Maybe love is never appropriate?

I wonder sometimes about the idea of love. Most especially lately about the idea of falling in love with someone....inappropriate. (how I hate that word, even at the best of times I always feel like there's a sneer in that word)

It's been awhile since I've had a "special someone" in my life. And I have to say - the last person I loved, and was loved by, was beyond inappropriate. That relationship was ill-advised at the best of times and suicidal at the worst... but that's not what I'm thinking about now.

These days I crush easily; almost never pursue any of it and then, eventually through time or familiarity or new girlfriends, the crush dies. I don't really "put myself out there" very much. My deepest feelings these days are reserved for those friends who have become like family: daily fixtures who I adore and would hate to lose but who I would never think to think of "in that way" - because it would be inappropriate.

"You can't help who you fall in love with."

I used to believe this absolutely. That love was beyond your control - you love who you love and sometimes that's not very healthy and sometimes it works out beautifully. I'm not sure how I feel now. If you don't acknowledge a feeling, if you repress it and don't allow it to grow - does that mean you are preventing yourself from falling...? I wonder about people who fall in love with someone who is married, someone too old, or too young for them... someone "inappropriate". Could they help it? Did they want to?

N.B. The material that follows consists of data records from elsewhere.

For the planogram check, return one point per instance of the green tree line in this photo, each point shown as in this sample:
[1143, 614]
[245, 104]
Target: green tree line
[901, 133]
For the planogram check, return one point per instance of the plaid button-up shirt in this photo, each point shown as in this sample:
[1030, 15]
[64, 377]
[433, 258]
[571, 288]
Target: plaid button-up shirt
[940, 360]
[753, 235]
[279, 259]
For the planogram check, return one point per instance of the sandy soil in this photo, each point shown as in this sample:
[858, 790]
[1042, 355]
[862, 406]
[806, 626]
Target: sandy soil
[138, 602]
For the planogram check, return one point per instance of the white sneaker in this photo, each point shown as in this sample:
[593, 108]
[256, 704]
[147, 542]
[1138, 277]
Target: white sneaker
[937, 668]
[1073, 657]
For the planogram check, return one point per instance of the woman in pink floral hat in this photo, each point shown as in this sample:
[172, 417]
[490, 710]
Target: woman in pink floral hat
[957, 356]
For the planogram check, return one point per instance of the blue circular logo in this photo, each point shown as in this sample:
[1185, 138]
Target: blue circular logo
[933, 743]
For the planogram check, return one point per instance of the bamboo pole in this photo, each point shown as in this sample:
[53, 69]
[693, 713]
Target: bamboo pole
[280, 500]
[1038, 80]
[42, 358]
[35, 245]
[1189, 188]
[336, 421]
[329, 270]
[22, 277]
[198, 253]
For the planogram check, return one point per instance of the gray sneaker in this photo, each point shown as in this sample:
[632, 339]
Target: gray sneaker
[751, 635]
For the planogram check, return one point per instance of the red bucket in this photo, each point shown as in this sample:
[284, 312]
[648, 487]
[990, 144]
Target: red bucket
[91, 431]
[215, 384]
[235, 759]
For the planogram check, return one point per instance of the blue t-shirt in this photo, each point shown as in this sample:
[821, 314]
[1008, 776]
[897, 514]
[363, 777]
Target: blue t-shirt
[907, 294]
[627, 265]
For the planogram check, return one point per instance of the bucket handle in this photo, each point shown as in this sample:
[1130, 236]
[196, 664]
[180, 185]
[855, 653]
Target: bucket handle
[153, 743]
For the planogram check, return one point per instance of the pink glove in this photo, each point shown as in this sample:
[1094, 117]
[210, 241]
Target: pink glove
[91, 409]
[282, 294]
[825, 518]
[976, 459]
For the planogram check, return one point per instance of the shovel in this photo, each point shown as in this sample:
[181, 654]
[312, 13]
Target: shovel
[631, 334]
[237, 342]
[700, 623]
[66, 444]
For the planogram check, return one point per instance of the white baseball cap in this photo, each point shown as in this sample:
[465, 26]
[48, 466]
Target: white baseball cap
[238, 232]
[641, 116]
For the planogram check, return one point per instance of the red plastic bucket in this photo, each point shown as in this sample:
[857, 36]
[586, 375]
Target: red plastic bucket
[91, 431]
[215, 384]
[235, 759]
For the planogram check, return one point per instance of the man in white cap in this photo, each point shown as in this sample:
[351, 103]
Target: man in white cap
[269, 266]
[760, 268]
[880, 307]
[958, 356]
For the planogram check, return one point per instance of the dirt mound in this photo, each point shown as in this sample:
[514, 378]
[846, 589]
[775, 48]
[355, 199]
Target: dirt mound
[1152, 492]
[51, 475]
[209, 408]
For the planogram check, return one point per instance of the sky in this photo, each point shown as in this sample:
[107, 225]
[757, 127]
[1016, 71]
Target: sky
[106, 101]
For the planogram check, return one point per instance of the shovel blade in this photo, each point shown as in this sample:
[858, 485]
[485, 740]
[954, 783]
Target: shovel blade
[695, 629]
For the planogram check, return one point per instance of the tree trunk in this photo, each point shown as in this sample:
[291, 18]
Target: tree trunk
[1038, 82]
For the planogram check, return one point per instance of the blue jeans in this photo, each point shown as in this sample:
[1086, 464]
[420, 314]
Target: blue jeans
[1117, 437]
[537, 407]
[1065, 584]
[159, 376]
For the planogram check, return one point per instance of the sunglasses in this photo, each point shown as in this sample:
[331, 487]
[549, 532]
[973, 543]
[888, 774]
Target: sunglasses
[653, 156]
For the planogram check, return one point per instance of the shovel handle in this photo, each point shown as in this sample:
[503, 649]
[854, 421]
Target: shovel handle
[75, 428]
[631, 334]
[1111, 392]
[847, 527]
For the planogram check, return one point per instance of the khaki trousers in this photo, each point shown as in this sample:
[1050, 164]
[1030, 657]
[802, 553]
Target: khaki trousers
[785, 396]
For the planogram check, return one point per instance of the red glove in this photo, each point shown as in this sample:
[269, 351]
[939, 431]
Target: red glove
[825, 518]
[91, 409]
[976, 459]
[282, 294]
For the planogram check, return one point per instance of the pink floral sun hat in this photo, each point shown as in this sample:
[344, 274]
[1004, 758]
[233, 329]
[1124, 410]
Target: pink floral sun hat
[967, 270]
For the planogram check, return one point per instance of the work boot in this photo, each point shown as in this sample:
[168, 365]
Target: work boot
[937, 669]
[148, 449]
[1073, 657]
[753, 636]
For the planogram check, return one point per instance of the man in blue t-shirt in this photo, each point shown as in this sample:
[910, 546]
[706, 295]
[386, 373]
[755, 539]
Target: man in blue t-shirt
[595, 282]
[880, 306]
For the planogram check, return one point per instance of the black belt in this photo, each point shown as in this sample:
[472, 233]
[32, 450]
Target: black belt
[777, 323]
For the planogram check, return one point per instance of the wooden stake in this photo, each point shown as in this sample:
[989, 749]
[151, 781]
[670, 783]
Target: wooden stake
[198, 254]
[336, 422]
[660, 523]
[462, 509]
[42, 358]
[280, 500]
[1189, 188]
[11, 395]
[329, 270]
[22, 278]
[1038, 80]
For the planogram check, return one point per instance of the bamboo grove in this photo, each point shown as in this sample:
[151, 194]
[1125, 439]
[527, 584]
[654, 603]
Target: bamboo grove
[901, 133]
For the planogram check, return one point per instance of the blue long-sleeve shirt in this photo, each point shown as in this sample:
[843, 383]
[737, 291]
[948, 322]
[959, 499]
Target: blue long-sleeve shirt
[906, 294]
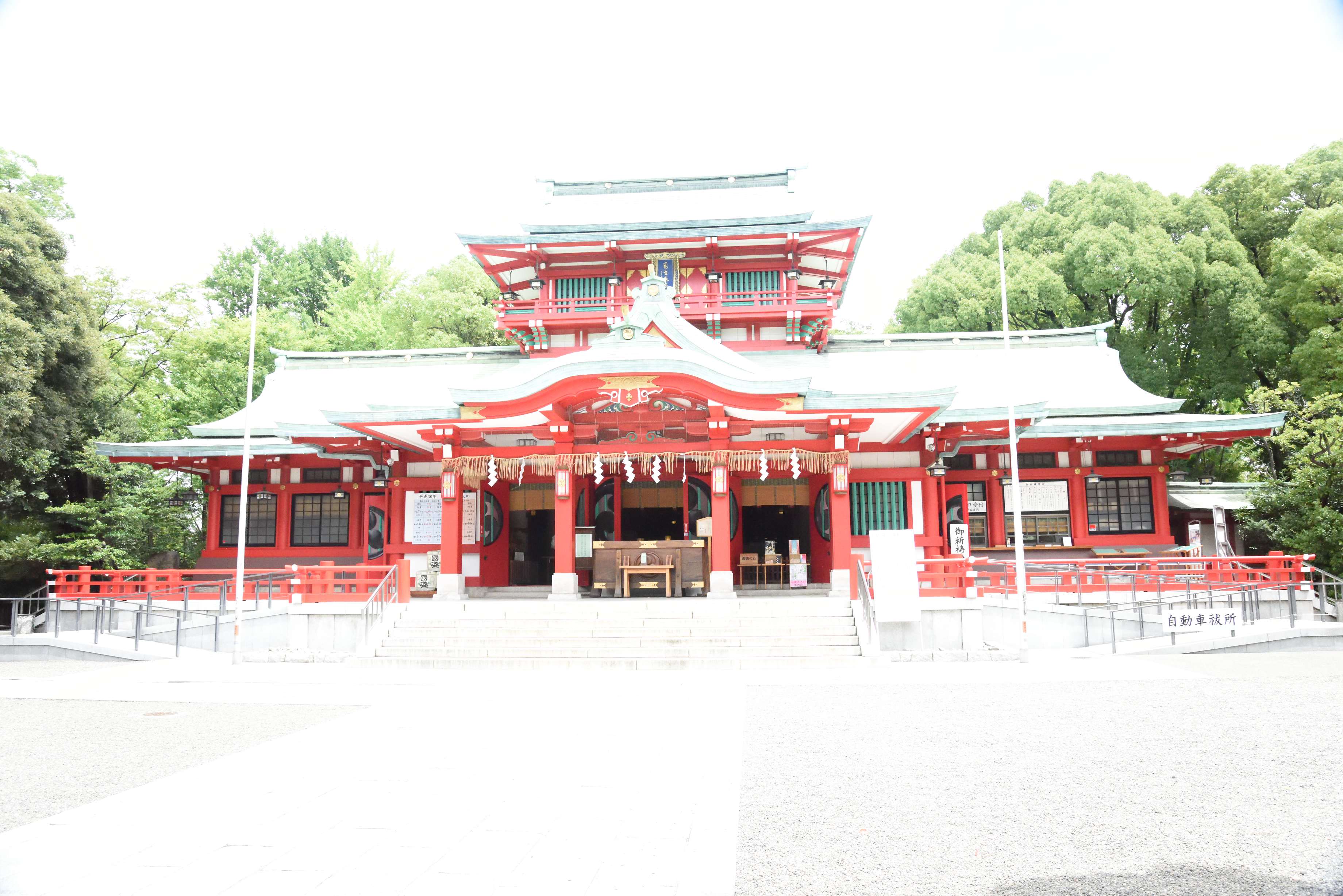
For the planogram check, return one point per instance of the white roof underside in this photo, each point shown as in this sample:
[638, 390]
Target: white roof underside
[1068, 382]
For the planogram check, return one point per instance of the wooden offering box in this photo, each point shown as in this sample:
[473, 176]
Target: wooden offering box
[689, 562]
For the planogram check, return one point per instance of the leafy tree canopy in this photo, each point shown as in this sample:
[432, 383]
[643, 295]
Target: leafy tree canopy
[19, 175]
[1166, 270]
[300, 280]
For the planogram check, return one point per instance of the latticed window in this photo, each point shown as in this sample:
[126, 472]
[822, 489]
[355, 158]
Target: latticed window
[1116, 459]
[1120, 506]
[1039, 528]
[578, 293]
[762, 284]
[320, 520]
[261, 522]
[877, 506]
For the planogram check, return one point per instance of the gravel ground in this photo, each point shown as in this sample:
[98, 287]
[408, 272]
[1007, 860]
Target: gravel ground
[1058, 789]
[51, 668]
[120, 745]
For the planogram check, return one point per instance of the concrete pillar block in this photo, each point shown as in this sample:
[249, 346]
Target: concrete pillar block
[452, 586]
[565, 586]
[722, 585]
[299, 630]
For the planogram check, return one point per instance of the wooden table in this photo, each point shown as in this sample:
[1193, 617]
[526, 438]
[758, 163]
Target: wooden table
[637, 569]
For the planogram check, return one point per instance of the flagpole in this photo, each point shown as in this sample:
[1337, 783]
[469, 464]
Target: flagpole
[1016, 475]
[242, 495]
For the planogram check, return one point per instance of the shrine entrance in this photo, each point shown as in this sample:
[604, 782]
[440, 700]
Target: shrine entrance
[776, 514]
[648, 511]
[531, 534]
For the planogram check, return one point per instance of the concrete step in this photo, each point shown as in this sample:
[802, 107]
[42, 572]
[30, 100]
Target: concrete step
[616, 664]
[731, 624]
[746, 641]
[839, 629]
[618, 608]
[540, 652]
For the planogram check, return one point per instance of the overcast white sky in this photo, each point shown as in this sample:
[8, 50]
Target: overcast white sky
[183, 127]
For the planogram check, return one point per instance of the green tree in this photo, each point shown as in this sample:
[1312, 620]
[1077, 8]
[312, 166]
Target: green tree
[301, 280]
[1167, 270]
[136, 516]
[50, 363]
[19, 175]
[209, 366]
[1301, 504]
[138, 331]
[448, 307]
[1259, 207]
[1309, 296]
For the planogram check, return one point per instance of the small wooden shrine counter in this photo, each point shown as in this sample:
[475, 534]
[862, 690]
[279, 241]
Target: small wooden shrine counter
[689, 562]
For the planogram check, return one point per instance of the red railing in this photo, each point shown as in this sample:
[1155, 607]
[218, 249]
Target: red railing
[292, 583]
[717, 303]
[1155, 575]
[953, 577]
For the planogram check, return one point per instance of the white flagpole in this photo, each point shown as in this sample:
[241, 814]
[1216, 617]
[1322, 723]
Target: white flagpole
[1016, 473]
[242, 495]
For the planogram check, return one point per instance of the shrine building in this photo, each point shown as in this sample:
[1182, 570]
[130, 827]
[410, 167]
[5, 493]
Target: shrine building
[673, 386]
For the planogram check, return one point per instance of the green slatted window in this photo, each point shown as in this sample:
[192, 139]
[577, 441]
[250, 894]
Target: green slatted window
[763, 284]
[877, 506]
[581, 288]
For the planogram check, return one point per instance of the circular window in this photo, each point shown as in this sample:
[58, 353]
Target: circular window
[492, 519]
[821, 512]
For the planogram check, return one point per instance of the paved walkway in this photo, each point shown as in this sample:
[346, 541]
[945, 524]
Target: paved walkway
[1155, 774]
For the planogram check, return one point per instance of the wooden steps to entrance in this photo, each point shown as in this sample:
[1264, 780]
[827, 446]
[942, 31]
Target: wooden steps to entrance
[687, 633]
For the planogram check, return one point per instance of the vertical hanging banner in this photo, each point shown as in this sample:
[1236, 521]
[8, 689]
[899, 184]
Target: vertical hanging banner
[470, 516]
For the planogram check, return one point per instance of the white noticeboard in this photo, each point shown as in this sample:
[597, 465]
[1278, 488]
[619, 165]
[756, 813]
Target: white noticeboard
[470, 516]
[1200, 620]
[798, 573]
[424, 518]
[895, 575]
[1037, 496]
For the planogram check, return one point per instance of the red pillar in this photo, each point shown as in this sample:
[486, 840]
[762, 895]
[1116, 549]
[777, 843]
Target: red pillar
[565, 526]
[450, 542]
[722, 511]
[841, 531]
[932, 524]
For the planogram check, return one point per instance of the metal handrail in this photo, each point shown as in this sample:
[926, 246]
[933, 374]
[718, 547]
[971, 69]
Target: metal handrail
[1329, 585]
[375, 609]
[869, 612]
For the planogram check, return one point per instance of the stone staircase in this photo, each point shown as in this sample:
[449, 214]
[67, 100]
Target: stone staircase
[594, 633]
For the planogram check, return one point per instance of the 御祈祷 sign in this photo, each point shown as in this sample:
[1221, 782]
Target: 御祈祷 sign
[1039, 496]
[470, 516]
[424, 518]
[959, 538]
[1198, 620]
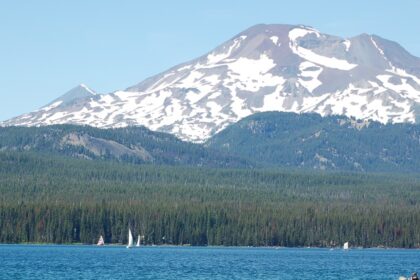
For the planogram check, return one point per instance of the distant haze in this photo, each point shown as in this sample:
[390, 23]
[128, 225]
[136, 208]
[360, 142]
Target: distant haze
[51, 46]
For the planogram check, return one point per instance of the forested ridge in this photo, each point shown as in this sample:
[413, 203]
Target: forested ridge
[62, 200]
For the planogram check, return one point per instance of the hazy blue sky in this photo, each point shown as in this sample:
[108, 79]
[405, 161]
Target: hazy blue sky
[48, 47]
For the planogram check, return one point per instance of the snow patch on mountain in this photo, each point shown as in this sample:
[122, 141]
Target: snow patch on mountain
[265, 68]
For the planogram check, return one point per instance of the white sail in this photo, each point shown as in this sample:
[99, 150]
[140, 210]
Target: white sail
[346, 246]
[130, 239]
[101, 241]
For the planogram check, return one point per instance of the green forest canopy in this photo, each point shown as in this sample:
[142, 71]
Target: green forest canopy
[61, 200]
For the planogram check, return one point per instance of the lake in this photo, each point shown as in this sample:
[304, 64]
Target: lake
[117, 262]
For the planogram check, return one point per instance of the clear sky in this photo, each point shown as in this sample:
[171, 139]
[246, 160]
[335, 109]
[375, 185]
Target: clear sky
[48, 47]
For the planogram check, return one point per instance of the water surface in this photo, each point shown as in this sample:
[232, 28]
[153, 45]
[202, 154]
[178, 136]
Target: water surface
[115, 262]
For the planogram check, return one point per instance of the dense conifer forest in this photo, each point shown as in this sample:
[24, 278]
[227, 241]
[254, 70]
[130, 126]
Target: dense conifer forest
[55, 199]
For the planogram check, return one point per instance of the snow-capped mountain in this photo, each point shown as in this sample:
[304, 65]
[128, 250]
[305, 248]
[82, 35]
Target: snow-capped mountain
[265, 68]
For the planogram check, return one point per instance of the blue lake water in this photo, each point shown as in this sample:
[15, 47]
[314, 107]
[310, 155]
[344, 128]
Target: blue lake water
[115, 262]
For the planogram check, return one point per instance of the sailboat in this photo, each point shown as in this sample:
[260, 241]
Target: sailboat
[138, 241]
[346, 246]
[130, 239]
[101, 241]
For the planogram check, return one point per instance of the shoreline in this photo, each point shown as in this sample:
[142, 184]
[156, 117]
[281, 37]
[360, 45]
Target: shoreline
[204, 246]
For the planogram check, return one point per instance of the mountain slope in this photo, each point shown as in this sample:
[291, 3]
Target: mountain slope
[312, 142]
[265, 68]
[134, 144]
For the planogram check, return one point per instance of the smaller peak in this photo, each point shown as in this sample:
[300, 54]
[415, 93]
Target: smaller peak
[85, 87]
[80, 91]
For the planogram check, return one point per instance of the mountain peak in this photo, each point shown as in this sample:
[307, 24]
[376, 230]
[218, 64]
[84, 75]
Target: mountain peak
[268, 67]
[80, 91]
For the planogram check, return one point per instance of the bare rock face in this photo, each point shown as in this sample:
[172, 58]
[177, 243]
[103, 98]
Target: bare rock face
[265, 68]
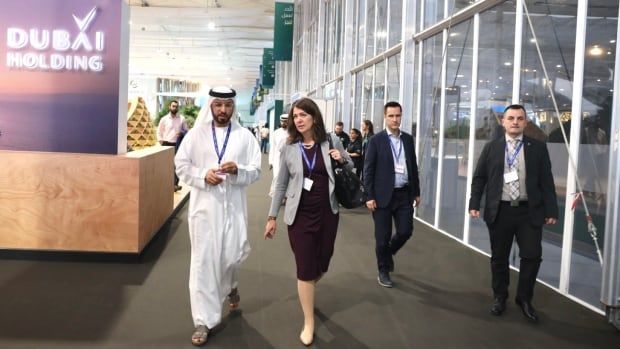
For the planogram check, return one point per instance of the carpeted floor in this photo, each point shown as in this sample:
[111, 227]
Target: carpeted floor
[441, 298]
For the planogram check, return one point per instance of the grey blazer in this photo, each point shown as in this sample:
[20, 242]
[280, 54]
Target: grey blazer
[291, 175]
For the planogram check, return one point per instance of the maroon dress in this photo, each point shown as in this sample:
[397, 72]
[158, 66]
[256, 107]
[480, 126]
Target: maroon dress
[313, 233]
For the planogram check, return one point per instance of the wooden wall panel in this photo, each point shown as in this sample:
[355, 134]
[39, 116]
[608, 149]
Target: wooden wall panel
[76, 202]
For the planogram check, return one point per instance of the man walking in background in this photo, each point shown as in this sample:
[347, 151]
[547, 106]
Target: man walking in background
[515, 171]
[171, 129]
[392, 188]
[218, 159]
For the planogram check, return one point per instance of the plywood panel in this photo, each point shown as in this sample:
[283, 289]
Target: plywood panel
[76, 202]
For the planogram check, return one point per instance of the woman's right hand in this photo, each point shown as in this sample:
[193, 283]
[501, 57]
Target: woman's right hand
[270, 229]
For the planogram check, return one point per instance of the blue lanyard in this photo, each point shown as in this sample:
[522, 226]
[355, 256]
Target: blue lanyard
[400, 149]
[511, 159]
[220, 155]
[308, 163]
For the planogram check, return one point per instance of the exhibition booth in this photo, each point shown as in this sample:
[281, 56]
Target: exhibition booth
[67, 180]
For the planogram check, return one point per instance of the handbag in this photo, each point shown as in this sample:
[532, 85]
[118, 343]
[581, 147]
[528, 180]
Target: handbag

Do those people just throw caution to the wind and say "I love this person" and chase that dream to it's conclusion?

I think the words appropriate/inappropriate are far too intellectual to apply to my idea of love... I think I'm trying to follow that example and intellectualize something that is much more instinct, pheremones, illogical feelings... so many things that are not intellectual.

It's just been on my mind.

Because I am almost never "appropriate".